Three cow elk were fitted with Argos GPS collars, enabling Courville to download locations for the elk about every two days. He expected them to move — but not as far north as they did.
All three left the Hog Heaven area around April. One summered just north of U.S. 2 near McGregor Lake, another moved into the Lost Trail area and the third migrated to the Fortine Creek area northwest of Whitefish Lake, or about 60 air miles from where her journey started.
All three are believed to have calved and all three ended up being in the general vicinity of Lost Trail when the 2012 hunting season arrived.
“We knew they weren’t summering on the reservation,” Courville said. “I didn’t know we were collecting elk from that far north.”
Although there were just three GPS collars, those elk weren’t traveling alone. Their movements reflect large numbers of elk.
“We’ve seen up to 700 elk winter in there,” Courville said of the Hog Heaven winter range that is rich in bunch grasses. Some years there are only a few hundred elk, and the numbers seem to be greater depending on the severity of winter, Courville added.
Two of the three collared elk are now dead, including one that was poached and left by a road with its collar on near Lost Trail last year. The sole survivor is the cow that tends to move the farthest north.
“Wildlife migrations are some of the greatest spectacles in nature,” said Jim Williams, Region One wildlife manager for Montana Fish, Wildlife and Parks. “They are very variable. Some are very short, they can be extremely long, some are seasonal, some are one-way distances and some are two-way distances and others are just changes in elevations.”
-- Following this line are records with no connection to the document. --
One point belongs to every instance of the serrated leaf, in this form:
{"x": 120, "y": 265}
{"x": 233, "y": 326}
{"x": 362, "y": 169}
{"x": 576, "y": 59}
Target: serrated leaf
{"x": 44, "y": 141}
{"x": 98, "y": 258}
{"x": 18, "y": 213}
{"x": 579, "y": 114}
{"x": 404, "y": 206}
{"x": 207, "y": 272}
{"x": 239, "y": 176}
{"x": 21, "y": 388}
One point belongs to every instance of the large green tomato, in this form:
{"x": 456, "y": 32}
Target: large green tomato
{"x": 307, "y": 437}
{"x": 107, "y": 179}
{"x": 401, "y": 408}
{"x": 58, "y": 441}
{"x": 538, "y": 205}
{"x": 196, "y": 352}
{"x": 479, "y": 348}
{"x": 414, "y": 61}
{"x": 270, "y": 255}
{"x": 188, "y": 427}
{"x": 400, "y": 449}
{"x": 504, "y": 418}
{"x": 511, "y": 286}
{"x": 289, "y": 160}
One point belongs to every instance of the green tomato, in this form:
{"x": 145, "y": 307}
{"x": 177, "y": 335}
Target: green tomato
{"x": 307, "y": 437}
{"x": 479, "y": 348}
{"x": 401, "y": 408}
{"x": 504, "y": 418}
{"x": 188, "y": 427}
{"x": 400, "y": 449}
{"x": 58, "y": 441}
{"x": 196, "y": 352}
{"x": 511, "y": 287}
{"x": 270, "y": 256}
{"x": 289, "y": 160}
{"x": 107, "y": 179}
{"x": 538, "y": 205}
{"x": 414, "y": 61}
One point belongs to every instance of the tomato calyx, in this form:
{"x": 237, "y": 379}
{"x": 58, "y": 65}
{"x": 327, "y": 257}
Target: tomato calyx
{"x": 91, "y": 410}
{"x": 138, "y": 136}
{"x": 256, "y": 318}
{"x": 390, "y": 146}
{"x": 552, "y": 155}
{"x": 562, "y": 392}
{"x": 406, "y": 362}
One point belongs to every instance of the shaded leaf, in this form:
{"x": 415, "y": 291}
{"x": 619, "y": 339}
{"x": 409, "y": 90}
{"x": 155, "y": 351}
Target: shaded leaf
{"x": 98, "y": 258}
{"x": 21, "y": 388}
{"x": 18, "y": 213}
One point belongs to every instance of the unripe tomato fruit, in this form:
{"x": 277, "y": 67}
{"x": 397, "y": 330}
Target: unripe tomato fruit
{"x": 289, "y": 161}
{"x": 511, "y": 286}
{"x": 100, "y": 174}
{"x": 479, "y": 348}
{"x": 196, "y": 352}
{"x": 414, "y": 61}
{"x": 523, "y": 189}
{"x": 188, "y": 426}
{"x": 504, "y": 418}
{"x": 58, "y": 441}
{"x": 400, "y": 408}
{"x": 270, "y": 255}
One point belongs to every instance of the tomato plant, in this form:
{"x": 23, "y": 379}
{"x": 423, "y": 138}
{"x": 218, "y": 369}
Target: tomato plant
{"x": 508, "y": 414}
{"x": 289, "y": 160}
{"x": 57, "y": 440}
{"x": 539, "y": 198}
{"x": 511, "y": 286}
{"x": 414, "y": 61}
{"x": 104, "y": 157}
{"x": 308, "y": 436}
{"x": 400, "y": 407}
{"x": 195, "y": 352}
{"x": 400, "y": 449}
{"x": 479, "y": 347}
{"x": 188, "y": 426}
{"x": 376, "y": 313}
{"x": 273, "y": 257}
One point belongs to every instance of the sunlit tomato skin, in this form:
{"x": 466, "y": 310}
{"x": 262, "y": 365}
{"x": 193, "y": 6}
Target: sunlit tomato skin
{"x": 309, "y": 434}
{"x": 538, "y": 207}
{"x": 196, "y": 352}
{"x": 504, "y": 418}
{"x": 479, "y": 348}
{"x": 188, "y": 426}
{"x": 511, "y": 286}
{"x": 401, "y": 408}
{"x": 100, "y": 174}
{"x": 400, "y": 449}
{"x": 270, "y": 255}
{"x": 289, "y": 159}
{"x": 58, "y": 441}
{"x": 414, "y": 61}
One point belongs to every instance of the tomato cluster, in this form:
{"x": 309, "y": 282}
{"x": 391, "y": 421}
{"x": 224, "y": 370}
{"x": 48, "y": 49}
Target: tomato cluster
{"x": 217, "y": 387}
The tribal elk monitoring work was very revealing and helpful because it involved elk that use Lost Trail, Williams said.
“The Lost Trail elk herd is one of the most popular hunts in Northwest Montana,” he said. “Everyone had lots of theories about where they went ... We always assumed they were in the timber somewhere, but lo and behold, they are wintering on the Flathead Nation.”
State biologists have looked for the elk during spring aerial surveys that always turned up a few elk but not in the numbers that show up around the refuge during hunting season. Now, surveys can be timed in April and concentrated on the Hubbart Reservoir area south of U.S. 2.
“It really impacted the way we do wildlife surveys in the Lost Trail area,” Williams said. “We know they are either on the reservation or starting to move north into that Hubbart country.”